London is becoming more dynamic, more frenetic and more dramatic. But does this activity and wealth up the quality of life for Londoners? Will it create better transport, more beautiful squares and parks, streets and buildings? Can London's boom be made to create a more pleasurable city to inhabit? Or should we just revel in its chaos? 'Can London be both big and beautiful?' explores the merits and flaws of a rapidly growing city.

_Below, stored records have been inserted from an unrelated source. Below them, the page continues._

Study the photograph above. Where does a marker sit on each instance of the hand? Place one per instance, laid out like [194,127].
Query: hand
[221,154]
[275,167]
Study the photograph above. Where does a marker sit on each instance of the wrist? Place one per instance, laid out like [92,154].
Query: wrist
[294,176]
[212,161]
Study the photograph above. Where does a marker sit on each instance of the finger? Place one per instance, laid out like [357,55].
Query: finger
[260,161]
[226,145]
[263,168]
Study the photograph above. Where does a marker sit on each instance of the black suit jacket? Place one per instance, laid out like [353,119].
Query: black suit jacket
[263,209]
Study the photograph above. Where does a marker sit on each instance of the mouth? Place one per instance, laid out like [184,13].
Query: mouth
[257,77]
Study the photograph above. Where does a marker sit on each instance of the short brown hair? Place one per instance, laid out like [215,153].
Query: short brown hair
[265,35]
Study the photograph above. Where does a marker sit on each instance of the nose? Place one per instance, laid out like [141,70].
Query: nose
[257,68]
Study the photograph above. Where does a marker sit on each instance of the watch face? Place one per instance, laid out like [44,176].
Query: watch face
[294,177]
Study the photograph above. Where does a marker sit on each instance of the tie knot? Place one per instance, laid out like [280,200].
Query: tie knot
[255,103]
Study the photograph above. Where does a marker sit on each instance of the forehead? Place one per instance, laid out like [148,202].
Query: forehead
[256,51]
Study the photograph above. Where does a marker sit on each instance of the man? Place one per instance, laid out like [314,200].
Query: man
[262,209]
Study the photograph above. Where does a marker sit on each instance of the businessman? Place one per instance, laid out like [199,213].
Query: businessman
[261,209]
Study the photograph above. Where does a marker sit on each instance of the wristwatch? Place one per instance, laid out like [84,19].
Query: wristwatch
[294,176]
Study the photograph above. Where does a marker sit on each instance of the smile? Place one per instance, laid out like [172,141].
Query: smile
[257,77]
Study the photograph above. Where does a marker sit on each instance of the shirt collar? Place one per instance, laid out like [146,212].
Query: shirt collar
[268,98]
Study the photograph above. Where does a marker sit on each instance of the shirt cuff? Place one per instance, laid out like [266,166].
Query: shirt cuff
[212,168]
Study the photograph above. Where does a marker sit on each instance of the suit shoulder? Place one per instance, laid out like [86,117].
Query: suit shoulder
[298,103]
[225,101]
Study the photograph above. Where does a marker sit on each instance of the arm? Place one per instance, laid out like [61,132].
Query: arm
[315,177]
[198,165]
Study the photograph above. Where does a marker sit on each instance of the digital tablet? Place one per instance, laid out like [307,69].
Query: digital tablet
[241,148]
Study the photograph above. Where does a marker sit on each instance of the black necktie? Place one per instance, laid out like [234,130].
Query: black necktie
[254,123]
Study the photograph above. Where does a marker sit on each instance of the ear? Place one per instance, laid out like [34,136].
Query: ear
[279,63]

I personally think that more work and money should be invested in the restoration of the capital. We have beautiful buildings already, so why build these new extravagant buildings with masses of glass? And let the skyline be dominated by cranes. I love the fact that there is an historic gem round every corner in London.
Posted by: Stephen Day on 10/01/08 at 01:04PM
email: sday2@students.ucreative.ac.uk

London has already destroyed much of its urban fabric giving it a very fragmented appearance. Unfortunately much of the newest construction is repeating the mistakes made in the 50s and 60s. Many of the new buildings are devoid of human scale and ignore traditional rules of urban design. Despite the inclusion of pedestrian amenities, the explosion of sleek office estates has produced an urban landscape that is harsh, visually bleak, and uninspiring. More emphasis should be given to preserving districts rather then just individual buildings. A blank slate rarely produces great work. The best urban buildings are those that creatively detail with the restraint of responding to the existing context. As an American I have become an expert on this because in the US we have ruined virtually every city we have.
Posted by: Robert corby on 30/08/07 at 08:10PM
email: bcorby@clarkpatterson.com

Yes I believe it can. It's up to the architects and builders to have a bit more taste. Some of the buildings in Croydon but also the City and other place makes you wonder why they entered what is thought of as a relatively creative profession. The Victorians enlarged the city and did it well - most people like red brick. There's no reason why we shouldn't continue to produce attractive buildings and there's enough innovation around to find ways of doing this cost-effectively.
Posted by: ElisabethJ on 23/08/07 at 07:34PM

Yes I believe it can. It's up to the architects and builders to have a bit more taste. Some of the buildings in Croydon but also the City and other place makes you wonder why they entered what is thought of as a relatively creative profession. The Victorians enlarged the city and did it well - most people like red brick. There's no reason why we shouldn't continue to produce attractive buildings and there's enough innovation around to find ways of doing this cost-effectively.
Posted by: ElisabethJ on 23/08/07 at 07:26PM

The ugliest capital city in Europe.. no way back..
Posted by: Tiago Leitão on 23/08/07 at 04:26PM

London is already big but only beautiful in places. What we should do is leave the beautiful areas and improve the ugly ones. When London expanded outwards in the inter-war period it led to some nice suburbs but not so great inner cities. The difference: the suburbs were low rise and had large green spaces. Some central parts (e.g. Westminster and K&C) are like that too. We just need a drive to get to this standard elsewhere. Then all will be happy.